Gestern Abend hat sie sich geschnitten, und die Wunde war
am Morgen verheilt.«
»Vielleicht ist sie morgen wieder gesund«, antwortete Andrej.
Allerdings fehlte seiner Stimme jegliche Überzeugungskraft.
»Ich kann kein Feuer machen«, sagte Abu Dun. »Aber wir
haben noch etwas kaltes Fleisch. Bist du hungrig?«
»Nein«, antwortete Andrej. »Aber vielleicht möchte sie etwas
essen.« Er wandte sich an das Mädchen. »Hast du Hunger?«
Wie erwartet gab es keine sichtbare Reaktion. Aber Andrej
glaubte ein schwaches Flackern in ihrem Blick zu bemerken.
Wie ein winziger, fast schon im Ersterben begriffener Funke in
der erkaltenden Asche eines Feuers.
»Wahrscheinlich braucht sie einfach nur Ruhe«, antwortete
Andrej.
»Schlaf ist manchmal die beste Medizin.«
»Wo du es sagst - ich könnte auch etwas von dieser Medizin
gebrauchen«, sagte Abu Dun. »Aber vorher sollten wir uns
unterhalten.«
Das hatte Andrej befürchtet. Er wollte nichts weniger, als
dieses Gespräch führen, aber er kannte Abu Dun zur Genüge. Er
würde ihm nicht entgehen, nur weil er das Gespräch
hinauszögerte.
Indem er so tat, als müsse er sich davon überzeugen, dass mit
der Zigeunerin auch wirklich alles in Ordnung war, gewann er
noch einige Augenblicke. Dann stand er auf und folgte Abu
Dun.
Sie entfernten sich ein paar Schritte - als ob es nötig gewesen
wäre, außer Hörweite des Mädchens zu gelangen. Andrej war
sehr sicher, dass sie nichts von dem sah oder hörte, was um sie
herum geschah.
»Und?«, fragte er, als Abu Dun stehen blieb.

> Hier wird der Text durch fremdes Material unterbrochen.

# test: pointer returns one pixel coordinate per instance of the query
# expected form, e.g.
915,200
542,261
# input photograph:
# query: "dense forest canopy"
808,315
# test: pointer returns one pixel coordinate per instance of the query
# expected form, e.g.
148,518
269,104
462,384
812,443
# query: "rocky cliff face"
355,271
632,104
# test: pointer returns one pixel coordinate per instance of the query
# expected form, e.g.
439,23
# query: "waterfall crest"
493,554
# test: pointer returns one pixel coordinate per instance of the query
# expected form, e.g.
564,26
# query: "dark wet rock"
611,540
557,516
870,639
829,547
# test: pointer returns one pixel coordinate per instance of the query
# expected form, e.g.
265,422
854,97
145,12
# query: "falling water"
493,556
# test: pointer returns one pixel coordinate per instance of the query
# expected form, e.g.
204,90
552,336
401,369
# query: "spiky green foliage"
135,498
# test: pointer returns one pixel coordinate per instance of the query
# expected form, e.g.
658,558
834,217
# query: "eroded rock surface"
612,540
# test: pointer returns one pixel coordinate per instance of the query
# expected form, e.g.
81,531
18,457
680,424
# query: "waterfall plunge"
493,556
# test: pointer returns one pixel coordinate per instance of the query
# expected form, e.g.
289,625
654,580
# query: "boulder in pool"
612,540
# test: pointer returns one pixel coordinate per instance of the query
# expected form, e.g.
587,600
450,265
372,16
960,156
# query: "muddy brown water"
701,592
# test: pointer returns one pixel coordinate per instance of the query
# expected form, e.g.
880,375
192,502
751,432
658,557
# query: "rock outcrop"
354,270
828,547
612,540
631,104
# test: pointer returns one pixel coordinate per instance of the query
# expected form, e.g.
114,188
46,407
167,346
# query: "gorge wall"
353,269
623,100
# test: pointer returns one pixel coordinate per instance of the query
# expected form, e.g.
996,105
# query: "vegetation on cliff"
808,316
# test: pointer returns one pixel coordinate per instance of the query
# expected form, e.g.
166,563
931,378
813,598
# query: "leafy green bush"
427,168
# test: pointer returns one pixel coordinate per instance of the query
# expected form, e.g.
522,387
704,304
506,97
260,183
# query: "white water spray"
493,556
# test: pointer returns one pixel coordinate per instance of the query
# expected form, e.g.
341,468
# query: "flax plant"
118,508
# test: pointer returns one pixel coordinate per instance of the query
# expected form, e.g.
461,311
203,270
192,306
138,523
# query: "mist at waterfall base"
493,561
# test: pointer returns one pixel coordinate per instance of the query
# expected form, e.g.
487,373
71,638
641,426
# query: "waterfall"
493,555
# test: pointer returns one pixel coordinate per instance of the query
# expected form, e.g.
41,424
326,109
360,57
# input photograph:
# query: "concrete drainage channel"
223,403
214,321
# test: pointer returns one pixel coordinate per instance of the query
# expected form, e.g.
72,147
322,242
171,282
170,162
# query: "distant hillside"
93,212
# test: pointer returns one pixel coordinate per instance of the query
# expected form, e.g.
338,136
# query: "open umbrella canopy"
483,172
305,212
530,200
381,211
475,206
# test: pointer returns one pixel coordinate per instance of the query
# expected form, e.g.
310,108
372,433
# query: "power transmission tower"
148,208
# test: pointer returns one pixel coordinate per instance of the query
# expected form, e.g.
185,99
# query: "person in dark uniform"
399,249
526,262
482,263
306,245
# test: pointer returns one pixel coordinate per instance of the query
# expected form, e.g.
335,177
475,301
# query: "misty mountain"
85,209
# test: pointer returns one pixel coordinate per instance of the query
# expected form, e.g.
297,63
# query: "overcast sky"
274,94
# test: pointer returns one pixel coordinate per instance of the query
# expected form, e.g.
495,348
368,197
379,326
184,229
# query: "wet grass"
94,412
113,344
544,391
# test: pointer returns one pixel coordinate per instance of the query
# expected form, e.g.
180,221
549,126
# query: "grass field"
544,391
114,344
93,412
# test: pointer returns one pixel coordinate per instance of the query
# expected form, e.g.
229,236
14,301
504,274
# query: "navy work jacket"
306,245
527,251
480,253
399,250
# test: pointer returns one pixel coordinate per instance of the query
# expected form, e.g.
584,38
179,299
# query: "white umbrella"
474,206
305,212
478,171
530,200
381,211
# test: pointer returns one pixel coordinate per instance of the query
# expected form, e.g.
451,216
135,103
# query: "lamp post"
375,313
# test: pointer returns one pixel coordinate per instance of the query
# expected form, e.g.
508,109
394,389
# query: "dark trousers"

»Was - und? Diese Frage wollte ich dir gerade stellen«, sagte
Abu Dun.
»Was denkst du, sollen wir jetzt tun? Dir ist klar, dass sie
spätestens nach Tagesanbruch anfangen werden nach uns zu
suchen, oder?«
»Hast du vergessen, wessen Idee es war, die
Hexenverbrennung zu stören?«
»Ich hatte dabei nicht im Sinn, wie der Leibhaftige
aufzutreten und möglichst allen zu beweisen, dass ihr
Aberglaube vielleicht nicht ganz so unbegründet ist. Und ich
hatte auch nicht vor, den ganzen Ort niederzubrennen. Um ganz
ehrlich zu sein, hatte ich etwas Zurückhaltenderes vor.«
»Ich weiß«, sagte Andrej. »Gut, du hast Recht. Ich habe einen
Fehler gemacht. Ich habe die Beherrschung verloren. Sobald ich
eine passende Rute gefunden habe, werde ich mich ein bisschen
kasteien.«
»Darf ich das übernehmen?«, fragte Abu Dun grinsend. Dann
wurde er sofort wieder ernst. »Du hast sie nie vergessen, nicht
wahr ?«
»Maria?« Andrej schüttelte den Kopf. »Nein.«
»Ich weiß nicht, ob ich dich verstehen kann«, sagte Abu Dun
leise. »Ich habe niemals erfahren, was es heißt, jemanden zu
lieben. Aber wenn ich mir dich ansehe, dann bin ich froh
darüber.«
»Du weißt nicht, was du redest«, erwiderte Andrej.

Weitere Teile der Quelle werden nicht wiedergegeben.